UTC 2022 Funding - Cycle 3 Research Projects
Project No.: CY3-UARK-01
Title: Automating Statewide Seat Belt Monitoring
Performing Institution: University of Arkansas
Principal Investigator: Sarah Hernandez, University of Arkansas
Start and Anticipated Completion Dates: 01/01/2026 to 01/15/2027
Abstract: Despite some recent improvements, seat belt usage in Arkansas, Oklahoma, and Louisiana remains below the national average of 91.9%. These relatively low usage rates position three of the SPTC region states among the states with the lowest seat belt compliance, highlighting the need for enhanced safety initiatives and monitoring methods. The National Highway Traffic Safety Administration (NHTSA) requires annual statewide surveys of seat belt use to be eligible for federal funding for highway safety programs, funds that are used for traffic safety campaigns and enforcement programs.
This project aims to enhance traffic safety programs aimed at education and enforcement of seat belt use. This project will automate statewide seat belt monitoring using Connected Vehicle (CV) and crash report data. CV and crash report data have the potential to reduce data collection burdens for seat belt use monitoring which is used for enforcement and education programs. The project tasks are to (1) implement a full-scale survey of seat belt engagement chain of event processes, and (2) develop mathematical models to estimate the relationship between observational seat belt use and belt use reported by crash reports. Replacing manual observations that are currently used to collect statewide seatbelt use data with continuous CV event and/or crash report data will enable more temporally and spatially continuous observations of seat belt usage.

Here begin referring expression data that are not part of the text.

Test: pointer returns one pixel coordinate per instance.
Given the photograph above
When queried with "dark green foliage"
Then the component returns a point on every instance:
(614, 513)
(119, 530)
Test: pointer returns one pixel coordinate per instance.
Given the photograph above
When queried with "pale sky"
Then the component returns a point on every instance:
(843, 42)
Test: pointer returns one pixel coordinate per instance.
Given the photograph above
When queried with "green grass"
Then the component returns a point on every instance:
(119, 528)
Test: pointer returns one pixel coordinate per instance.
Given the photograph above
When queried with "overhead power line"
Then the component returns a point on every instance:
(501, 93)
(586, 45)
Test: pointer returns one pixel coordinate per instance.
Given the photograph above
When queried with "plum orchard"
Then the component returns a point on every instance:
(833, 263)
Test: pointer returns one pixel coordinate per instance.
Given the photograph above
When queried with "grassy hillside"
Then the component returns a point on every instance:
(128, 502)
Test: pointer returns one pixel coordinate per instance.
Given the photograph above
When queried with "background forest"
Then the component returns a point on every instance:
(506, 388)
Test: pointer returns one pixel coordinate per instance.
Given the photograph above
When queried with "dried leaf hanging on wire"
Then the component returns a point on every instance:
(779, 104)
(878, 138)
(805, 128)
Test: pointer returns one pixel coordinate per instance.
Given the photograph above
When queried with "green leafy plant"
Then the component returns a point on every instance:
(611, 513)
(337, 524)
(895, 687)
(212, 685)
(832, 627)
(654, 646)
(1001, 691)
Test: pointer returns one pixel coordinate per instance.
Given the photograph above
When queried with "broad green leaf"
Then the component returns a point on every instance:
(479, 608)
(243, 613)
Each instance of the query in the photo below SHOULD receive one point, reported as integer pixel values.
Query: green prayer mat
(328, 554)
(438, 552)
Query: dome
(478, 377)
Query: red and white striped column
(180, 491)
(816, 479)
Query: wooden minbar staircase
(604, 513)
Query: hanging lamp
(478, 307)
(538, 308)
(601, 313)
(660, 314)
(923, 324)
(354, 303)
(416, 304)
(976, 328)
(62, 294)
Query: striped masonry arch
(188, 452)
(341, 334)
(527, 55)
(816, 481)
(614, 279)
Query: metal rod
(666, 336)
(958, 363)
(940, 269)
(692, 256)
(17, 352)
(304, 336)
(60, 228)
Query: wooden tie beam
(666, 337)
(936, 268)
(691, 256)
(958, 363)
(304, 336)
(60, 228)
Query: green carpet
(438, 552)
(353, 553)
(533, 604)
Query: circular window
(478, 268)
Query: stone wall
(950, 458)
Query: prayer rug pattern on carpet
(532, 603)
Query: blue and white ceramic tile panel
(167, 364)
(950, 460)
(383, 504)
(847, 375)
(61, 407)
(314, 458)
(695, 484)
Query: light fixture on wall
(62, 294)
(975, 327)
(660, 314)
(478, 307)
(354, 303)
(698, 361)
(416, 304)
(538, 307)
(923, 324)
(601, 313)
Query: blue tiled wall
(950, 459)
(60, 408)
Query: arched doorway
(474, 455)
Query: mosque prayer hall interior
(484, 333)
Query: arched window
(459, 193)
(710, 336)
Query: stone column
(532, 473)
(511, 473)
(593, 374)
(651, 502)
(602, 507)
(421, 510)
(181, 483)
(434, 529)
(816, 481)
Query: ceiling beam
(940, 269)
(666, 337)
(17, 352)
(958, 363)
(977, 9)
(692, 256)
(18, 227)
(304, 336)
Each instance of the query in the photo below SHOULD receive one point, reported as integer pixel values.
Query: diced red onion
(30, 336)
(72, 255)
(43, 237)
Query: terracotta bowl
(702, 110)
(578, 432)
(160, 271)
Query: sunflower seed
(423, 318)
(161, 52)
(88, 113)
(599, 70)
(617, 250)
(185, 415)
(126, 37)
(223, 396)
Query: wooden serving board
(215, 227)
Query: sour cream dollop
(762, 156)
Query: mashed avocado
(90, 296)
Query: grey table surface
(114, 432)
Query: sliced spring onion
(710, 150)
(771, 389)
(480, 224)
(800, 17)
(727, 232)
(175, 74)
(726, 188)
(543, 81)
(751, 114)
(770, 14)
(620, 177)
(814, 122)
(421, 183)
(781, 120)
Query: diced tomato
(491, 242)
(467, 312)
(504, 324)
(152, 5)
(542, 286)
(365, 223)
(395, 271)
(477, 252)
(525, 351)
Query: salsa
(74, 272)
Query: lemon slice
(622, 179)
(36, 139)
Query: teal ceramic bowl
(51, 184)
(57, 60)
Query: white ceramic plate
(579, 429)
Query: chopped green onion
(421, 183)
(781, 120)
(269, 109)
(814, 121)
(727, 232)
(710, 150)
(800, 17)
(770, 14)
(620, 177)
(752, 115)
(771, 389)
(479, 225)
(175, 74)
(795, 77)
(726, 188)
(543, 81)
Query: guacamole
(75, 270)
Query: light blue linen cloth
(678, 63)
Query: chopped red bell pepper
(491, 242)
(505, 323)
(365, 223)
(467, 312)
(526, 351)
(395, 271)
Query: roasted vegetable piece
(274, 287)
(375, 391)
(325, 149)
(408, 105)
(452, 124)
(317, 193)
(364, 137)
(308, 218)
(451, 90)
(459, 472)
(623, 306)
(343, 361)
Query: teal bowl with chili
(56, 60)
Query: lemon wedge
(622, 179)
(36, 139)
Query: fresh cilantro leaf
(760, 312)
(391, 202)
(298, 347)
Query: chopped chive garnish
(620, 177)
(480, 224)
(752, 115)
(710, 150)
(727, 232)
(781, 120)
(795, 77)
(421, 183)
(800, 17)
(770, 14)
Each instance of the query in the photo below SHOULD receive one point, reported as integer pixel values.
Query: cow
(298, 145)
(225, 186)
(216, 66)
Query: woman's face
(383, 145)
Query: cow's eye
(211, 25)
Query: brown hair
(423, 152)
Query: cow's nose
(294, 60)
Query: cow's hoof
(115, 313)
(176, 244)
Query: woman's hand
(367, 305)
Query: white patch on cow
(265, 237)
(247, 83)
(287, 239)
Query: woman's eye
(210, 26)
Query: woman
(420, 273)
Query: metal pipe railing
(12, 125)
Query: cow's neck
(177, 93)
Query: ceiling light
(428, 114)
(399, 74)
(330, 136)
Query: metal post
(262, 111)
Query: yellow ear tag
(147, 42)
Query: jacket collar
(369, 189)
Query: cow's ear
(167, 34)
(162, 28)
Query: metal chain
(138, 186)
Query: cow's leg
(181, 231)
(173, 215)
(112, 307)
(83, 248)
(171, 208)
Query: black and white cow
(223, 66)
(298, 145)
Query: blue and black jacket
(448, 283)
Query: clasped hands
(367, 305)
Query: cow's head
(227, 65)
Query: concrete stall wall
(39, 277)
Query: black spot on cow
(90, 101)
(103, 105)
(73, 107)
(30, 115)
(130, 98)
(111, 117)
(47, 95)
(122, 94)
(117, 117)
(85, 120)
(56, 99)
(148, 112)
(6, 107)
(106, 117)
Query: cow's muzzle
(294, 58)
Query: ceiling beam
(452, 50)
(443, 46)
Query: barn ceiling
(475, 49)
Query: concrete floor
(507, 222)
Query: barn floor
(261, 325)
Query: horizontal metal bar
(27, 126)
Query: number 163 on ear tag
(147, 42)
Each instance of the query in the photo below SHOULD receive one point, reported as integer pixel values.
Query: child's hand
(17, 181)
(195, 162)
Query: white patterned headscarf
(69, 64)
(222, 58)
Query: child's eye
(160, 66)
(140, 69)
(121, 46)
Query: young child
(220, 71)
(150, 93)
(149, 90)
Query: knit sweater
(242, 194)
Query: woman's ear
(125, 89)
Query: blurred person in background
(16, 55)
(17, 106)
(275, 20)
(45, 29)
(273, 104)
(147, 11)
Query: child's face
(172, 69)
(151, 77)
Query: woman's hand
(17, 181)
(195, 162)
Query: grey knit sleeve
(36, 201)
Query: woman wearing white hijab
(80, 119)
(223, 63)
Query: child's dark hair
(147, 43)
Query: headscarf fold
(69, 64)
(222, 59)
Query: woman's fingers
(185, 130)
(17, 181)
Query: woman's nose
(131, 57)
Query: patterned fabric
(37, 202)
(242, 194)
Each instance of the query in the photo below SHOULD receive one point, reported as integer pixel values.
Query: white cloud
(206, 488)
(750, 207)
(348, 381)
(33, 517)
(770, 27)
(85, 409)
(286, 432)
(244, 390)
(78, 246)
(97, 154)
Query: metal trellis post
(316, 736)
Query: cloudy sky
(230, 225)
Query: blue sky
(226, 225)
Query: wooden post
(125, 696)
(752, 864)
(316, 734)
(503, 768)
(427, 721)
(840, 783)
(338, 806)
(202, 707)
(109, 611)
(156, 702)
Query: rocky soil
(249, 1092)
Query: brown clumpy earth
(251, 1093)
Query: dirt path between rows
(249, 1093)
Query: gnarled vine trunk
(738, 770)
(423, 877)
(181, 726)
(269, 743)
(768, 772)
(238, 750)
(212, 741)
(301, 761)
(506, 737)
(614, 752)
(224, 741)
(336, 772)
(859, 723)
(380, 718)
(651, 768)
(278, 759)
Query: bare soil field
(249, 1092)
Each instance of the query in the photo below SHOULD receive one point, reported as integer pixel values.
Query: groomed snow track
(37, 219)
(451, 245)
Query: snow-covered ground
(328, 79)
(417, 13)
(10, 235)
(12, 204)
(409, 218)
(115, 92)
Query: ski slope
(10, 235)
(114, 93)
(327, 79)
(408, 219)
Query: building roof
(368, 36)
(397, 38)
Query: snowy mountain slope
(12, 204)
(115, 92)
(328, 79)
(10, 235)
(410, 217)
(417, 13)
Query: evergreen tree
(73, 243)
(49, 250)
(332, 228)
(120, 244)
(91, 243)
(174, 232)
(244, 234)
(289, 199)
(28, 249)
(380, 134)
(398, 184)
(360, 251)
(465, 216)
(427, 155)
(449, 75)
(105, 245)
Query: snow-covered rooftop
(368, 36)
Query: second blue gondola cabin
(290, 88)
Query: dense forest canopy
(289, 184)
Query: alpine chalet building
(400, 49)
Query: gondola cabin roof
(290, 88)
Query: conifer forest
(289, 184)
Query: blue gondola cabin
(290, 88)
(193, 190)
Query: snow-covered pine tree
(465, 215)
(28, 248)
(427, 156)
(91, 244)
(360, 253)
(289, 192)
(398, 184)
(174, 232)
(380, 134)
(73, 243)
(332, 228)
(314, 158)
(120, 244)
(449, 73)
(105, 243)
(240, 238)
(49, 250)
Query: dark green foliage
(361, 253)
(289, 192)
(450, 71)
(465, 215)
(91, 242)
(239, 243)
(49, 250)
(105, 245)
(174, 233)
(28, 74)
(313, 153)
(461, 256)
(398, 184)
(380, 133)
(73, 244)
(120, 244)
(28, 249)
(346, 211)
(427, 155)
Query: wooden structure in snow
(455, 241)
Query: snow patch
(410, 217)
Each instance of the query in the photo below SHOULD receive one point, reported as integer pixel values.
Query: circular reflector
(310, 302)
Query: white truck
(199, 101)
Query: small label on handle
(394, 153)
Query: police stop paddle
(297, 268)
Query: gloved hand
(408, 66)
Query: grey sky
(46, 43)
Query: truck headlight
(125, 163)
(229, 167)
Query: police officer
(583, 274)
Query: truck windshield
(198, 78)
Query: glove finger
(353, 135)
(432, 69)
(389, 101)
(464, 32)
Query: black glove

This project builds on SPTC Cycle 2 work which established a pilot project to evaluate seat belt engagement chain of events through naturalistic driving study and developed an exploratory model of observed seat belt use and seat belt use reported in crash records using historical data. The pilot project established survey protocols, equipment specifications for dashboard cameras, collected data for a small number of participants (<15 samples), and established a numerical relationship between observed and crash reported belt use. The proposed work will expand the sample size for both the naturalistic driving experiments and modeling efforts. Cycle 2 outcomes directly support this next step, allowing the project to move from exploratory analysis toward a more operational modeling framework.